En el pequeño cabaret donde cantaba la Viuda Negra estaban en una pausa entre show y show, por lo que los escasos asistentes aprovechaban para pedir a gritos tequilas dobles, margaritas y “cervezas mejicanas”. Aquello comenzaba a parecerse a una cantina de tercera sin llegarle. Eran pocos, pero ruidosos y de apariencias bastante inofensivas. Héctor buscó la mesa trasera y mal iluminada. Su lugar. Andar amenazando a supuestos ladrones de pectorales aztecas lo volvía conservador.
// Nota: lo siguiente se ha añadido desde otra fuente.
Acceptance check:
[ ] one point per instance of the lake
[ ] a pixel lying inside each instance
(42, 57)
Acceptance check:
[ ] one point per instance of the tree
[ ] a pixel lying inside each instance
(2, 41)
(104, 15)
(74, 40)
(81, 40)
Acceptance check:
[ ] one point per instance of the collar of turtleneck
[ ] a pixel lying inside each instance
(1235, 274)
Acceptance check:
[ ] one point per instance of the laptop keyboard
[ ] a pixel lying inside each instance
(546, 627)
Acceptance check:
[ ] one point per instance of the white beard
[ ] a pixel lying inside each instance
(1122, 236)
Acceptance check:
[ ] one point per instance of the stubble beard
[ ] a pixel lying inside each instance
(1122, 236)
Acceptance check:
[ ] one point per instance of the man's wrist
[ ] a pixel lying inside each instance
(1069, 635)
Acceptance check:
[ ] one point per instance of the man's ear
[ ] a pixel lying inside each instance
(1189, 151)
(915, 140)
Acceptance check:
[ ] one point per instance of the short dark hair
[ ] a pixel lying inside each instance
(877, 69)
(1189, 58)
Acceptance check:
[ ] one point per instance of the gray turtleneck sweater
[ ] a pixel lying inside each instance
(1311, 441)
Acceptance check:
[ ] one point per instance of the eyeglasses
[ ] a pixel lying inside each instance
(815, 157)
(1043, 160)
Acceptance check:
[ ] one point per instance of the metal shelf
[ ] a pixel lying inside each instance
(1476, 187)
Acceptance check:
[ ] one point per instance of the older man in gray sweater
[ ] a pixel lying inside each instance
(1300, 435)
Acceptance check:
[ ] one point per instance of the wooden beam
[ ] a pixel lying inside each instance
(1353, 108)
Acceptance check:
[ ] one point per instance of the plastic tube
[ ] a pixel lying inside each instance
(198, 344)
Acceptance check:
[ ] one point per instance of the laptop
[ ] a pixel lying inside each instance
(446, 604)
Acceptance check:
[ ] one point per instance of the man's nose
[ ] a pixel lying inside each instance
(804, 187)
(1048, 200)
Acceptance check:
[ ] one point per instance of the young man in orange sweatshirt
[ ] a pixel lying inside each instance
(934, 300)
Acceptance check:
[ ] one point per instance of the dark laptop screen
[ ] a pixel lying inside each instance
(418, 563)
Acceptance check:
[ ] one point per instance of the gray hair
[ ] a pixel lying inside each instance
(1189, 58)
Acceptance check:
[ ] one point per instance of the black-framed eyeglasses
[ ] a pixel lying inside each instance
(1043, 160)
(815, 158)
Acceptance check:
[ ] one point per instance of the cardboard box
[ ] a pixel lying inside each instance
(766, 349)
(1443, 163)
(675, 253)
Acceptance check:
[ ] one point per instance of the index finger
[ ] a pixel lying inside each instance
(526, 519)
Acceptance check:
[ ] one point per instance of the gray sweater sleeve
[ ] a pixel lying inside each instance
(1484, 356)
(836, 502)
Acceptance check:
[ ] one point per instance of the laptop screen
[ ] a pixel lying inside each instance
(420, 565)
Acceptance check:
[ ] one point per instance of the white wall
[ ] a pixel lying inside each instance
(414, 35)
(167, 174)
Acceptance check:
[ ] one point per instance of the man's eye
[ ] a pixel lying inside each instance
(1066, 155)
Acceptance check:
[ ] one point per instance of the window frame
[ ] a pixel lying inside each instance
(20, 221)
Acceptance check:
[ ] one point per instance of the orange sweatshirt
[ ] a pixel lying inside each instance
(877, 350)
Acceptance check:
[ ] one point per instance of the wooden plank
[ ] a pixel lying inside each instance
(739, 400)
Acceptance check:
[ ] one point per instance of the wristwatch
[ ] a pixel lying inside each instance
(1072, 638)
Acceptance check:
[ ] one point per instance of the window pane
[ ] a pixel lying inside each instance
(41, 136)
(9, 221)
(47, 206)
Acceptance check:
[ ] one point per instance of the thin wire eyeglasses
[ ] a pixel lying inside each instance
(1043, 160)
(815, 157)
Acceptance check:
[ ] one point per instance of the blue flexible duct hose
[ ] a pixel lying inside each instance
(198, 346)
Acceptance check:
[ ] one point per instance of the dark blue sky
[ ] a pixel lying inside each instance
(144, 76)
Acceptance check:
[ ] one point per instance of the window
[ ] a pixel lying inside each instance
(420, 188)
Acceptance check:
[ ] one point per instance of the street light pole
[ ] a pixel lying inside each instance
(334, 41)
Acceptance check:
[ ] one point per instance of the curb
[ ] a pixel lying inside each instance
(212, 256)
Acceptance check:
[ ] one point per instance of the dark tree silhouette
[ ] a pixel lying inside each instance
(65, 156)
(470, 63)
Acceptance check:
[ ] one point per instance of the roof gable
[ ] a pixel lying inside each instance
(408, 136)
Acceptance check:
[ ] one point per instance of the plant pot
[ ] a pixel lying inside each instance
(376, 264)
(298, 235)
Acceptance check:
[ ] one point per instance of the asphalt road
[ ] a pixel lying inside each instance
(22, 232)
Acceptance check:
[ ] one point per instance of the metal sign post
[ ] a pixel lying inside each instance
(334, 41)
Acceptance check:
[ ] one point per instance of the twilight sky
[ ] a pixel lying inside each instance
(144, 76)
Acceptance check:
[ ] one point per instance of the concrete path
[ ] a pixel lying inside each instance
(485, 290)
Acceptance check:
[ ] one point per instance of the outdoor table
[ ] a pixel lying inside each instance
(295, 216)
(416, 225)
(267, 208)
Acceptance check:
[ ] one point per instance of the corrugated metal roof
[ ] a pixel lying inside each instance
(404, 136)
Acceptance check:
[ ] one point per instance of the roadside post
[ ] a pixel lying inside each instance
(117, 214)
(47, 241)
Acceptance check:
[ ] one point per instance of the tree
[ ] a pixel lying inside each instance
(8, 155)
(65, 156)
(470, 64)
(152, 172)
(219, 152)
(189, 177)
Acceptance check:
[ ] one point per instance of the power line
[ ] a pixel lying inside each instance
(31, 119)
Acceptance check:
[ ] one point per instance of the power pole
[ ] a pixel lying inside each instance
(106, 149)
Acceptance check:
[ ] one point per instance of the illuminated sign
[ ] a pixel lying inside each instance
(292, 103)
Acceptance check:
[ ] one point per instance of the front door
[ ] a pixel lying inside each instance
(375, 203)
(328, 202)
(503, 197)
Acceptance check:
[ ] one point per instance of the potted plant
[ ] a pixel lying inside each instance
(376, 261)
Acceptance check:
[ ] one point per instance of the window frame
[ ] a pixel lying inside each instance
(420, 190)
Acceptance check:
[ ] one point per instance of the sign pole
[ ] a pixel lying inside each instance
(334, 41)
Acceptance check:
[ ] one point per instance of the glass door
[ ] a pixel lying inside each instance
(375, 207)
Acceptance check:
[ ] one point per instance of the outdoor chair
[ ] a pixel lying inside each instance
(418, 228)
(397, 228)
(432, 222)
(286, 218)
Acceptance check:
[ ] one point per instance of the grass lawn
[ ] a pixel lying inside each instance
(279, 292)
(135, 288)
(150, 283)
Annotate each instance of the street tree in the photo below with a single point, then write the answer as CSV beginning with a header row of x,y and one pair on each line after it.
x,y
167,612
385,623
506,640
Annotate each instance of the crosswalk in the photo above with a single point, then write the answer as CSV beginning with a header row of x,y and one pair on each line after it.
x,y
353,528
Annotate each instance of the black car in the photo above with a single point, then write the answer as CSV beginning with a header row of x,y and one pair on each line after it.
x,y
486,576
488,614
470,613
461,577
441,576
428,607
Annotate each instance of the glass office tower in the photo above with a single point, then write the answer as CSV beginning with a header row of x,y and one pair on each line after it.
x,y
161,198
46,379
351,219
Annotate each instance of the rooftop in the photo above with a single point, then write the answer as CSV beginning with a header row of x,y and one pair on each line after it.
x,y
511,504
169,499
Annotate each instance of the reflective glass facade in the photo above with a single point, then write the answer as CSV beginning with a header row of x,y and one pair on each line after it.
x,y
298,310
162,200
Manolete andaba bromeando con el barman ante la barra, a la izquierda del pequeño escenario. Parecía estar totalmente borracho: gestos excesivos, palabras dichas más alto de lo necesario, titubeos al apoyarse en una pierna u otra.
Héctor derivó hacia el tipo, y cuando lo tuvo enfrente le enseñó la foto polaroid del pectoral.
—Perdone que le pregunte, ¿los pectorales eran de guerra o de adorno entre los aztecas?
—Y yo qué mierda voy a saber. ¿Ésa es la chingadera que está buscando?
Manolete se zangoloteó. La Viuda Negra aparecía en ese momento en el escenario con sus cuatro mariachis, un parpadeo en las luces de la sala y el resoplido del de la trompeta afinando.
Manolete trataba de enfocar sus ojos de borracho en la fotografía, de estudiarla. Héctor vio cómo la borrachera se amortiguaba.
—No lo he visto en mi vida…
—Préstemela —dijo el detective, y envolvió la polaroid en una servilleta en la que garrapateó una nota: “¿Lo conoce?” Luego se la pasó a un mesero para que la hiciera llegar al escenario junto con las peticiones de
El rey y No volveré.
—¿Qué carajo le está haciendo a mi mujer?
—Le mando un recuerdo, usted ya lo vio.
En el escenario, la Viuda Negra anunciaba muy formal que como siempre trataría de complacer las peticiones del público, claro está, dentro del respeto al repertorio y a la profesionalidad, porque, como les iba a decir, no se cantan canciones que no tienen el arreglo puesto, claro… Y los mariachis se lanzaron con La cama de piedra.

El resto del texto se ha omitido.